King has frequently made the news for comments on immigration law and undocumented immigrants which many have perceived as inflammatory. In a 2012 interview on FOX News, he rejected an interviewer's suggestion that DREAMers brought here as children were free of blame, saying that there were thousands of teenage immigrants who come to the United States of their own volition, adding that "many of them are carrying drugs across the border at a young age". Watch the interview below.
ABC reporter Ted Hesson asked King later on Thursday if the head of a union for federal immigration agents should have deported the DREAMers present.
"Even if he has someone that he knows is here illegally and they're in jail, he can't deport them," King responded.
King believes that the bill would undermine "the underpinnings of the pillars of American exceptionalism". On a recent appearance on The Steve Deace Show, he said of the bill, "it's wrong economically, it's wrong culturally" and indicated that President Barack Obama and the Democratic Party were using the bill to "create a monolithic voting bloc out of Hispanics that is similar to that bloc that they have created out of African Americans".
Julieta Garibay, founder of United We Dream, an advocacy group representing immigrant youth, responded on Twitter, "Yes @stevekingia undocumented immigrants were present at #HJC hearing & we will continue to be..."

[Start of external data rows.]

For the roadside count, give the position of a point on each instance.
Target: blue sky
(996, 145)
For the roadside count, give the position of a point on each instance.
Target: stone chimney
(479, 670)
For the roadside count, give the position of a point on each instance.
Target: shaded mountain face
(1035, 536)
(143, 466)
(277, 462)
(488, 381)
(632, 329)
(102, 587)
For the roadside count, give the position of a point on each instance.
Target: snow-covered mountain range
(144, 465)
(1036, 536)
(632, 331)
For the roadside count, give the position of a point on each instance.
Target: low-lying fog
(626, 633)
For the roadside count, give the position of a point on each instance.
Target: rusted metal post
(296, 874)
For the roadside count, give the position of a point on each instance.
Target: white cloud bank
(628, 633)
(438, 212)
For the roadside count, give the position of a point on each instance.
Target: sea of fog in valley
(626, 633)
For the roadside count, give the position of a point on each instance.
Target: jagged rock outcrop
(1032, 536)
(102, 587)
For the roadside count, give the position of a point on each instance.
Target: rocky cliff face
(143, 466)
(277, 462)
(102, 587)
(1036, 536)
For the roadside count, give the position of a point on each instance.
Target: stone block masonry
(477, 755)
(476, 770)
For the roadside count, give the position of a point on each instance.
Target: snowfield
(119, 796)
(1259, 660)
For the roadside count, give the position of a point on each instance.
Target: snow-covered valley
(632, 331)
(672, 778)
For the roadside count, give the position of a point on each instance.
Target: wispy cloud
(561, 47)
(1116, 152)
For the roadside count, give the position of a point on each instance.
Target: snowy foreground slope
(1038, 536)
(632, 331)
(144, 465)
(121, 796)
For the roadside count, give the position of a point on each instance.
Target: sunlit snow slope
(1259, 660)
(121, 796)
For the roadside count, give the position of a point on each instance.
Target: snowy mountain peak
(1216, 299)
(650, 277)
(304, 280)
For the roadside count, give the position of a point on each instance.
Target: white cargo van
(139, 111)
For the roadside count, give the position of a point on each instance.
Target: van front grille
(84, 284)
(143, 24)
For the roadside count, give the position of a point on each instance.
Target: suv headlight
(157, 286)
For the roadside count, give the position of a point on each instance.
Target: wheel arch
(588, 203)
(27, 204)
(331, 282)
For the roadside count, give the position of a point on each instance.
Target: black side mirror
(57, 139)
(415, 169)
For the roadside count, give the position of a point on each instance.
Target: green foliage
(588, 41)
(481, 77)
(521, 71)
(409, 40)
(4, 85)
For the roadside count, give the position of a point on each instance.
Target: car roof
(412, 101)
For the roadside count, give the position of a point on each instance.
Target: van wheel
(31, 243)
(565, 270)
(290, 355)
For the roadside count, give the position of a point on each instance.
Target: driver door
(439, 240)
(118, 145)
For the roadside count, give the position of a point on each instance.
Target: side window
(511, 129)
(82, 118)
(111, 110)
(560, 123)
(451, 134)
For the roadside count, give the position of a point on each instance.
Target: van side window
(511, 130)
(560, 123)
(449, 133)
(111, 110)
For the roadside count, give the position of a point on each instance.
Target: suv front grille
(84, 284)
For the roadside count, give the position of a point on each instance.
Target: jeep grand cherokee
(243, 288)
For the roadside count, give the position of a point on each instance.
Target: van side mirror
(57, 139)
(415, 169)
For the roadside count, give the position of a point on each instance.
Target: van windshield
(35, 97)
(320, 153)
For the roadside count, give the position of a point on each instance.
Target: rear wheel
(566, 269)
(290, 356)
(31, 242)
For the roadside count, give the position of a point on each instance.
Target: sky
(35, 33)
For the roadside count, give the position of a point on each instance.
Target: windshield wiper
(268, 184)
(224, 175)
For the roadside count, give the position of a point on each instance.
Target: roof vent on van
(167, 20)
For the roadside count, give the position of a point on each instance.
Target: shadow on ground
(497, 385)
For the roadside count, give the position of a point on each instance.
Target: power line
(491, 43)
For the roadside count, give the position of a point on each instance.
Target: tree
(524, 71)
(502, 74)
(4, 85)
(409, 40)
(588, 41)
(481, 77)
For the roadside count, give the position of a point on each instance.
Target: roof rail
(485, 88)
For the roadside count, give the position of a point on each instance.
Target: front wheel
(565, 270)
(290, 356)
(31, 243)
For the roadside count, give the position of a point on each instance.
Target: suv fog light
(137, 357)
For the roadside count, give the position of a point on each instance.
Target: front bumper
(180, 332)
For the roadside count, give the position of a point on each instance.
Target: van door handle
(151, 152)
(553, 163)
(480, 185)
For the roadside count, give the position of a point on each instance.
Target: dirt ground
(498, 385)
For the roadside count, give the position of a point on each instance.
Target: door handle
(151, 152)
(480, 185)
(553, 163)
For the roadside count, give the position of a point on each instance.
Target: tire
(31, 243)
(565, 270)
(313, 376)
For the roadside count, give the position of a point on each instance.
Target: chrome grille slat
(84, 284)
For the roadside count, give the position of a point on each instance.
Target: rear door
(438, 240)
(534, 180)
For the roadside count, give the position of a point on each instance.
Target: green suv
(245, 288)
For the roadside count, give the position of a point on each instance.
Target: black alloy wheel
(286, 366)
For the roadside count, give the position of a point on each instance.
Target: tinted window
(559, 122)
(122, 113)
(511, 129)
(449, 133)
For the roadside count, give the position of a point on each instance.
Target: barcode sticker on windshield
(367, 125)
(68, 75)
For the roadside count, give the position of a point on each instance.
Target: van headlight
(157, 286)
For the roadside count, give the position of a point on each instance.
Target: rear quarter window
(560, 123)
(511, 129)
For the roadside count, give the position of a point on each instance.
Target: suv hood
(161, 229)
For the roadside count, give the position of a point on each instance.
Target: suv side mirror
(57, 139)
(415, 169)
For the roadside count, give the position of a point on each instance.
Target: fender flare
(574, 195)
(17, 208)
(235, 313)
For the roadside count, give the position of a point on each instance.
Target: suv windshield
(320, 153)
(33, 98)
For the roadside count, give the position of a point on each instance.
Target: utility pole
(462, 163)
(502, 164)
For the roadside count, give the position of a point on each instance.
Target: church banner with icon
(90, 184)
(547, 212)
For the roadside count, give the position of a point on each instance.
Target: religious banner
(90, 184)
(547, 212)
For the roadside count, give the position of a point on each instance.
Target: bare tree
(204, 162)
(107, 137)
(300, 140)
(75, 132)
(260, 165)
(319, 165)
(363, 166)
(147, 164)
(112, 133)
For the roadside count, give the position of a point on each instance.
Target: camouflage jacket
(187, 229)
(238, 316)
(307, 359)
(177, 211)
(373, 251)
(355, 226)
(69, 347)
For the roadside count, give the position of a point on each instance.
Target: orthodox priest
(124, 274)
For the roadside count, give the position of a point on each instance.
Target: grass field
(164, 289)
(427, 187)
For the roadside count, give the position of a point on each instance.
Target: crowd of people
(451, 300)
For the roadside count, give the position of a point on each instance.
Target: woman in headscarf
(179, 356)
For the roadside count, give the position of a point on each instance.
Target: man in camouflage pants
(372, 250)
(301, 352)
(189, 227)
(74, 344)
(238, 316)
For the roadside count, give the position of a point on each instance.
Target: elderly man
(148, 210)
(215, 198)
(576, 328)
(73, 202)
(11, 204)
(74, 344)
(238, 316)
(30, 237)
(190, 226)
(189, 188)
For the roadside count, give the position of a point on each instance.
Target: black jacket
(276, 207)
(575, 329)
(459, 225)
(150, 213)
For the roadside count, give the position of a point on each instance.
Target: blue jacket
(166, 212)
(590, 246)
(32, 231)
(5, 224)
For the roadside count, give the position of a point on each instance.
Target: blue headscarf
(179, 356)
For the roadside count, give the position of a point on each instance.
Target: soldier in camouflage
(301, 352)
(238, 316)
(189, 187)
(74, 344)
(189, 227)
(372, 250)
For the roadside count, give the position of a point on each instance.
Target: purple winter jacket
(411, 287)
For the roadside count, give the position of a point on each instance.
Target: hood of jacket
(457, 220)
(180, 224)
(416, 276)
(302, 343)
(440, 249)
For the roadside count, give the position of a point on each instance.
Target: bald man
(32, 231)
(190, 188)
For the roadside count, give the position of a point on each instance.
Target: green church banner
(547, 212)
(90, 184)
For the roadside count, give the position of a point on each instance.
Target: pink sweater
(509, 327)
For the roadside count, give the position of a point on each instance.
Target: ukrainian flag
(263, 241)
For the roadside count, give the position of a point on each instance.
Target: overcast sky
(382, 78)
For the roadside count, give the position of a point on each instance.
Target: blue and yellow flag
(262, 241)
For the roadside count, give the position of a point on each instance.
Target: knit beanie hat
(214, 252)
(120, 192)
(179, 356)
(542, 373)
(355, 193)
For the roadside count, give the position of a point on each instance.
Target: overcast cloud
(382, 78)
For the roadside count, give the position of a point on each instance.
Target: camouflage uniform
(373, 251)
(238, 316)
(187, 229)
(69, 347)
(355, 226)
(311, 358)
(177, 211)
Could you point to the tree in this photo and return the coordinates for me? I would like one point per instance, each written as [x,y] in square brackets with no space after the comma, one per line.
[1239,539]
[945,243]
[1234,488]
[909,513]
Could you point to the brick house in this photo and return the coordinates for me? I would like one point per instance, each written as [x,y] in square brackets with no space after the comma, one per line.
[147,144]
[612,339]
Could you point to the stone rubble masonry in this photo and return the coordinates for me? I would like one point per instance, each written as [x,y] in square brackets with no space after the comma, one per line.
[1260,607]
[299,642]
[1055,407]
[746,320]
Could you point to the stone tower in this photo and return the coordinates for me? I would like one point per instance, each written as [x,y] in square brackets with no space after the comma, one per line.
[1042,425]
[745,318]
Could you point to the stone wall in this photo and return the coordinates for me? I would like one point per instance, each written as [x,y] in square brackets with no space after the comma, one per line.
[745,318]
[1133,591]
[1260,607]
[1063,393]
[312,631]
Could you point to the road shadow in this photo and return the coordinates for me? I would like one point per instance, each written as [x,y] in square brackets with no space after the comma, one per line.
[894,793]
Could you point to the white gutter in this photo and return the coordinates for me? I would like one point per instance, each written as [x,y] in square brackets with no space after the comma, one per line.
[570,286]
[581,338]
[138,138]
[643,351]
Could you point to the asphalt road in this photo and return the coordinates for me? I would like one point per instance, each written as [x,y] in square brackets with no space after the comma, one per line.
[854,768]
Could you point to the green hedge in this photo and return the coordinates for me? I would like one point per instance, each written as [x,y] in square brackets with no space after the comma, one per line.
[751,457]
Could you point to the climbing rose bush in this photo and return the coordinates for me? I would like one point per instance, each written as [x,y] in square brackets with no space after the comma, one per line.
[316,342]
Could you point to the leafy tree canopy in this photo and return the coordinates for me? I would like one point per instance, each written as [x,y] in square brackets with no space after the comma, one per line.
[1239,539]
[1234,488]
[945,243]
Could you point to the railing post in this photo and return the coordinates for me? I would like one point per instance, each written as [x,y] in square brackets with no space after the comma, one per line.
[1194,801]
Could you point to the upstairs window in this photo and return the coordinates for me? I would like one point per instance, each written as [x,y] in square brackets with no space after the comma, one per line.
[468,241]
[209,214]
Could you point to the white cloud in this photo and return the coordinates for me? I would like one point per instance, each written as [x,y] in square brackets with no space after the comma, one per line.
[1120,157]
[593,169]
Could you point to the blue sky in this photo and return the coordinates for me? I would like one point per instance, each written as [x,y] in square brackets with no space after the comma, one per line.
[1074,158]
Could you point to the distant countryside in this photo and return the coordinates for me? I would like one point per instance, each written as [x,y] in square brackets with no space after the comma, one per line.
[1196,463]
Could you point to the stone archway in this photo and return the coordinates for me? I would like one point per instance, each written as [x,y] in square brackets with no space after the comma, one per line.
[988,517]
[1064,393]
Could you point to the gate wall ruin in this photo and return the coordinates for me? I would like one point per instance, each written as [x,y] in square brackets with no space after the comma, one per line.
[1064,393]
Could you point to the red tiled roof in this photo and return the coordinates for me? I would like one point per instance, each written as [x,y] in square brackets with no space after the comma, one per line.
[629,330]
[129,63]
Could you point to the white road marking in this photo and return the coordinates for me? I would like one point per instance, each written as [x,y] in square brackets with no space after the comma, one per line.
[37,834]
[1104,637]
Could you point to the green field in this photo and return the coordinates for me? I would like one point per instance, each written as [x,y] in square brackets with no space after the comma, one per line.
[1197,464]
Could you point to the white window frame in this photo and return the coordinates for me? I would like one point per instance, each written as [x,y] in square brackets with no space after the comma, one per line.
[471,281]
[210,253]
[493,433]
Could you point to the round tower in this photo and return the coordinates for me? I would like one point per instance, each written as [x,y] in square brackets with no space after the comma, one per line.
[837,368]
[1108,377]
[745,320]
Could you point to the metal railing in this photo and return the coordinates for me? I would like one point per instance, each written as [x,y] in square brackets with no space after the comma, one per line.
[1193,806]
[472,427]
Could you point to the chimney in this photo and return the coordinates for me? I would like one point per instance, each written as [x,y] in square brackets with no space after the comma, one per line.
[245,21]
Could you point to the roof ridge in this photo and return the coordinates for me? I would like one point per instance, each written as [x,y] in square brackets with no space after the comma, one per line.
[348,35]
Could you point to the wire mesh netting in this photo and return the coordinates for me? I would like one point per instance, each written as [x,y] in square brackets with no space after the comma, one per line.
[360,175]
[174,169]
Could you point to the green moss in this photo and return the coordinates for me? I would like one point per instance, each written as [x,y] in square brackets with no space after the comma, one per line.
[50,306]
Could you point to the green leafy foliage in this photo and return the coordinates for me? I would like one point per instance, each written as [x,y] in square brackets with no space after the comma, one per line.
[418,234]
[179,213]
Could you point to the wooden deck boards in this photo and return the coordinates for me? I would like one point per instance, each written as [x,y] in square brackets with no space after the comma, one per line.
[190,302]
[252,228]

The bill has just made it through a series of amendments in the Senate Judiciary Committee and will go to the Senate floor for a vote in June. It is expected to pass by a wide margin in the Senate, but what will happen when it reaches the House of Representatives remains to be seen. House Speaker John Boehner, a Republican from Ohio, released a statement yesterday saying the House would not pass the Senate's bill.
"The House remains committed to fixing our broken immigration system, but we will not simply take up and accept the bill that is emerging in the Senate if it passes," the statement said.
"The House will work its will and produce its own legislation," it said.